Loans have always served as a sensible solution to people’s financial crises, as it is an option that allows you to settle your current expenses and worry about payment at a later date.
They have helped many people to achieve major life goals which their regular income wouldn’t have been able to afford.
Although, the benefits of the different types of loans that exist are superfluous, be advised that they are not always the best solution to financial problems.
In this article, we will be discussing the different types of loans, and life situations where loans are a good option to use and when they are not.
What Is a Loan?
A loan is an amount of money lent to a borrower with the agreement of future repayment. The repayment will include the amount that was lent to the borrower (known as the principal) and most of the time an additional amount (known as an interest).
Sometimes, one may have to provide collateral to get the loan. The essence of collateral is to guarantee that the borrower will repay the loan.
Loans come in different shapes and sizes, including secured, unsecured, commercial, and personal loans.
Not only can one get a loan as a one-time deal, it is also accessible as an open-ended line of credit up but has a limit.
How Loans work
Usually, when you need a loan, you make a request by applying to a government-backed lender who approves your loan without taking a look at your financial or credit history, or a private lender who does a thorough perusal of your credit and financial history to determine if you are capable of repaying the loan.
The terms of the loan are set and agreed upon by both the lender and borrower, and then the money is disbursed.
Before granting a loan, there are three main requirements that lenders consider, they include a borrower’s income, credit score, and debt-to-income ratio.
Terms Associated With Loan
If you are not familiar with the lingo of the loan world, the whole process might be a little confusing for you.
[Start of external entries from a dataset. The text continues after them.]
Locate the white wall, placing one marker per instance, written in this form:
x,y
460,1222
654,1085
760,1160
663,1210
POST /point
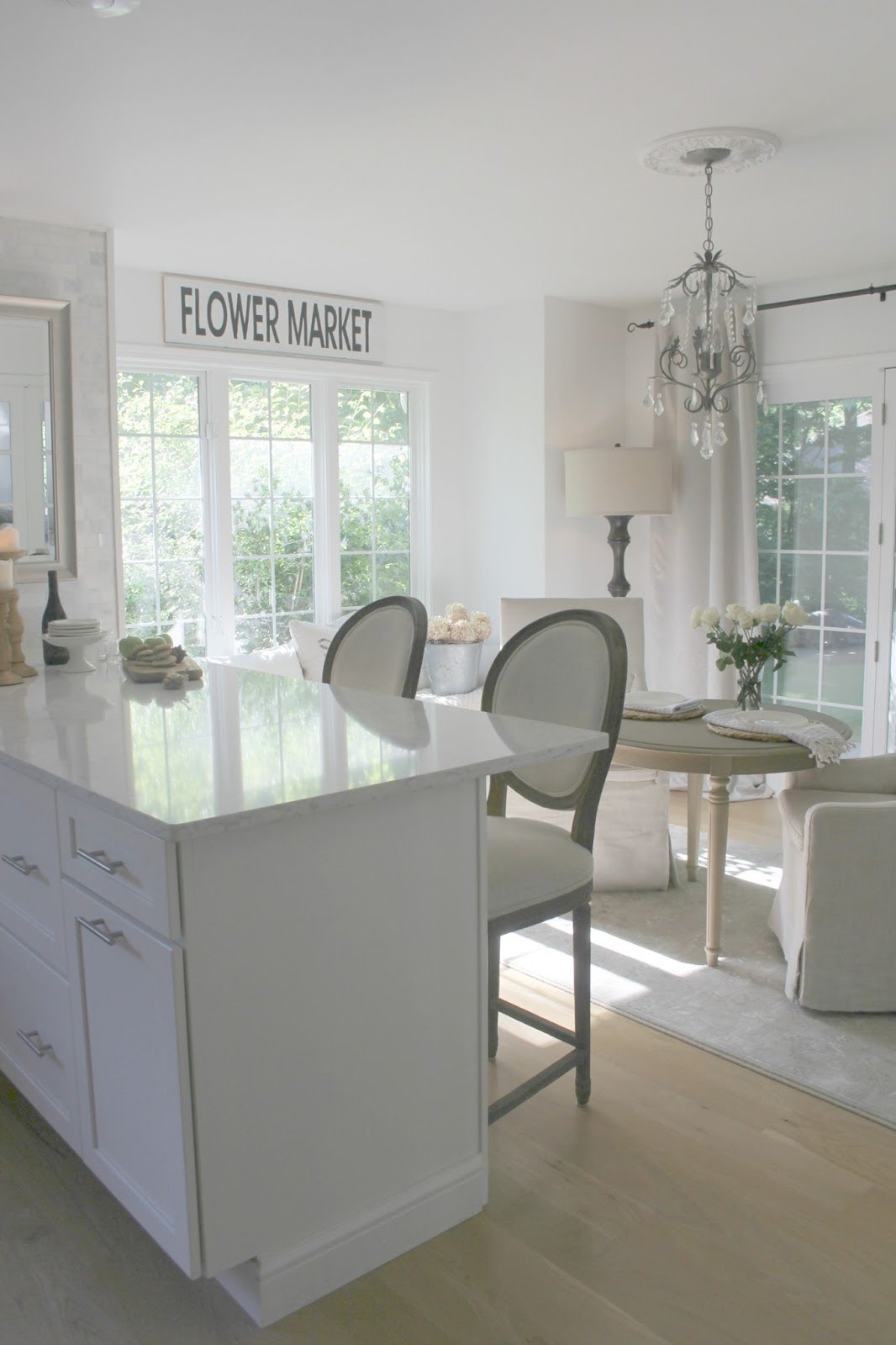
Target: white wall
x,y
51,261
502,520
584,408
Check out some of the terms that both lenders and borrowers use while transacting.
1. Principal: This is the actual amount of money that the lender disburses to the borrower as a loan.
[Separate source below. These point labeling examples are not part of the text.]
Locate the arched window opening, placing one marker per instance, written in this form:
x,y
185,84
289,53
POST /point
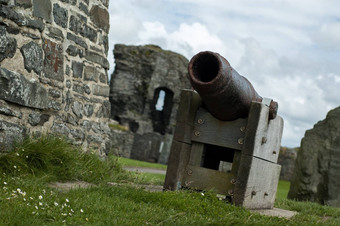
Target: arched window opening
x,y
161,108
160,101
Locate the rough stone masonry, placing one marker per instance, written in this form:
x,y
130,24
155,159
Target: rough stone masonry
x,y
53,71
2. Interest Rate: This is the rate at which the amount of money that the borrower is owing the lender increases.
3. Loan Payments: This is the amount of money which the borrower is required to pay every week or month towards the repayment of his loan debt.
4. Late Fee: This term is used to describe the charge tacked on a borrower if they don’t pay back the loan on time.
5. Loan Term: This is the length of time that the borrower has to pay back the loan. It is when they exceed this time that the lender imposes a late fee.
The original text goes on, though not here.